4. Sejarah Pengelolaan Hutan Nanggala

Menurut informasi yang diperoleh dari salah seorang tokoh adat di Kecamatan Tondon Nanggala (Bapak Y.Langsa, 63 tahun), sejak dahulu kala masyarakat Nanggala sudah mengenal manfaat hutan. Mereka mengerti bahwa semua yang hidup dan kehidupan ini mempunyai hubungan erat antara satu sama lain dan dengan lingkungannya. Hidup dan kehidupan ini disebut ‘Tallulolona” (tiga unsur) yaitu hidup manusia, binatang dan tumbuh-tumbuhan. Berdasarkan paham tersebut maka masyarakat Nanggala mengenal bahwa hutan adalah sumber kehidupan bagi makhluk hidup di muka bumi ini. Hutan menurut istilah adat Nanggala yaitu ‘umpabu’tu mata uai, umpabu’tu kalimbuang boba sia uai susunna angge maritik’ artinya hutan adalah sumber mata air dan diibaratkan sebagai air susu bagi semua makhluk hidup. Air yang mengalir secara teratur dengan adanya hutan dapat difungsikan untuk pengairan yang menurut adat Nanggala dikatakan “nasaba’ mora pangkalo Puang, nalempan mora pamuso deata ussakkai’ padang kalua’ nadipalolong tama uma ma’kambuno lumu’na dipalempang tama panampo dokedokean, napakendekki lompona padang napalonganni lupa’na panaungan” yang artinya air yang mengalir akan difungsikan untuk pengairan yang akan dialirkan ke sawah-sawah yang akan menyuburkan tanah untuk dapat memberikan hasil. Dahulu kala nenek moyang masyarakat Nanggala takut mengambil kayu di hutan tanpa seizin Toparengge’ (Pemangku adat) karena takut terkena kutukan, menurut adat Nanggala Toparengnge’ lidahnya berbisa yang menurut istilah adat “Toparengnge’ malada pudukna, Toparengnge dipama’tei lilana” yang artinya Toparengnge’ mulutnya pedis dan lidahnya berbisa. Hal ini membuat masyarakat sangat segan dan mematuhi semua peraturan yang dibuat oleh Toparengnge’.

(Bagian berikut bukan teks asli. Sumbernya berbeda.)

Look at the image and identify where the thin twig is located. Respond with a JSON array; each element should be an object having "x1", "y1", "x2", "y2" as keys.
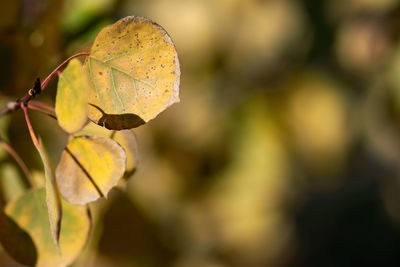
[
  {"x1": 0, "y1": 138, "x2": 35, "y2": 188},
  {"x1": 30, "y1": 100, "x2": 55, "y2": 113},
  {"x1": 27, "y1": 103, "x2": 57, "y2": 120},
  {"x1": 41, "y1": 52, "x2": 90, "y2": 90},
  {"x1": 0, "y1": 52, "x2": 89, "y2": 119},
  {"x1": 21, "y1": 104, "x2": 40, "y2": 149},
  {"x1": 0, "y1": 101, "x2": 20, "y2": 117}
]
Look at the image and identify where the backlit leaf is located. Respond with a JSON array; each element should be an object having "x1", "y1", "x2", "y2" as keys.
[
  {"x1": 56, "y1": 136, "x2": 126, "y2": 205},
  {"x1": 37, "y1": 139, "x2": 62, "y2": 248},
  {"x1": 56, "y1": 58, "x2": 89, "y2": 133},
  {"x1": 1, "y1": 188, "x2": 91, "y2": 267},
  {"x1": 77, "y1": 122, "x2": 139, "y2": 175},
  {"x1": 84, "y1": 16, "x2": 180, "y2": 130}
]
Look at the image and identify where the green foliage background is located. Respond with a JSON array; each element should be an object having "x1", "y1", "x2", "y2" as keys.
[{"x1": 1, "y1": 0, "x2": 400, "y2": 266}]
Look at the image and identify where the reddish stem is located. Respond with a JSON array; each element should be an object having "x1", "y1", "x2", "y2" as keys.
[
  {"x1": 21, "y1": 104, "x2": 40, "y2": 149},
  {"x1": 30, "y1": 100, "x2": 55, "y2": 113},
  {"x1": 0, "y1": 139, "x2": 35, "y2": 188},
  {"x1": 41, "y1": 52, "x2": 90, "y2": 91},
  {"x1": 27, "y1": 103, "x2": 57, "y2": 120}
]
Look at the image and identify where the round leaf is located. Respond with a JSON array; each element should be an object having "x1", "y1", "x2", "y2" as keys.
[
  {"x1": 77, "y1": 122, "x2": 139, "y2": 176},
  {"x1": 56, "y1": 136, "x2": 126, "y2": 205},
  {"x1": 85, "y1": 16, "x2": 180, "y2": 130},
  {"x1": 56, "y1": 58, "x2": 89, "y2": 134},
  {"x1": 1, "y1": 188, "x2": 91, "y2": 267}
]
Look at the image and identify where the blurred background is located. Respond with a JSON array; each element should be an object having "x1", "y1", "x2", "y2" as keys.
[{"x1": 1, "y1": 0, "x2": 400, "y2": 266}]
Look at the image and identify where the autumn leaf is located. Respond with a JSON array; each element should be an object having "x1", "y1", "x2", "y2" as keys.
[
  {"x1": 84, "y1": 16, "x2": 180, "y2": 130},
  {"x1": 56, "y1": 58, "x2": 89, "y2": 134},
  {"x1": 37, "y1": 139, "x2": 62, "y2": 249},
  {"x1": 56, "y1": 135, "x2": 126, "y2": 205},
  {"x1": 77, "y1": 121, "x2": 139, "y2": 176},
  {"x1": 1, "y1": 188, "x2": 91, "y2": 267}
]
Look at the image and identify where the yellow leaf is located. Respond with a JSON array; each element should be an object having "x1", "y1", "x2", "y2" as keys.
[
  {"x1": 56, "y1": 58, "x2": 89, "y2": 133},
  {"x1": 77, "y1": 122, "x2": 139, "y2": 176},
  {"x1": 56, "y1": 136, "x2": 126, "y2": 205},
  {"x1": 37, "y1": 139, "x2": 62, "y2": 249},
  {"x1": 84, "y1": 16, "x2": 180, "y2": 130},
  {"x1": 1, "y1": 188, "x2": 91, "y2": 267}
]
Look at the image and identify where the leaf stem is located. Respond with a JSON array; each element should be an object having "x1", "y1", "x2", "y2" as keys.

Hal tersebut terjadi sebelum tahun 1932, kawasan hutan Nanggala merupakan kawasan hutan Adat dan dikelola berdasarkan adat. Namun pada tahun 1932 berdasarkan Domain Verklaring maka hutan adat Nanggala diserahkan dan dijadikan hutan negara melalui upacara adat antara pemerintah kolonial Belanda dengan tokoh-tokoh adat setempat dan sesuai posisi dan fungsinya sejak dari dulu sudah menjadi ‘menara air’ karena menjadi hulu dari beberapa sungai besar di Sulawesi Selatan. Akhirnya melalui SK Zelf Besteuur No. 13 dan No. 14 tahun 1932 hutan Nanggala ditetapkan sebagai hutan Lindung dan kekuasaan Toparengnge’ terhadap hutan menjadi lemah.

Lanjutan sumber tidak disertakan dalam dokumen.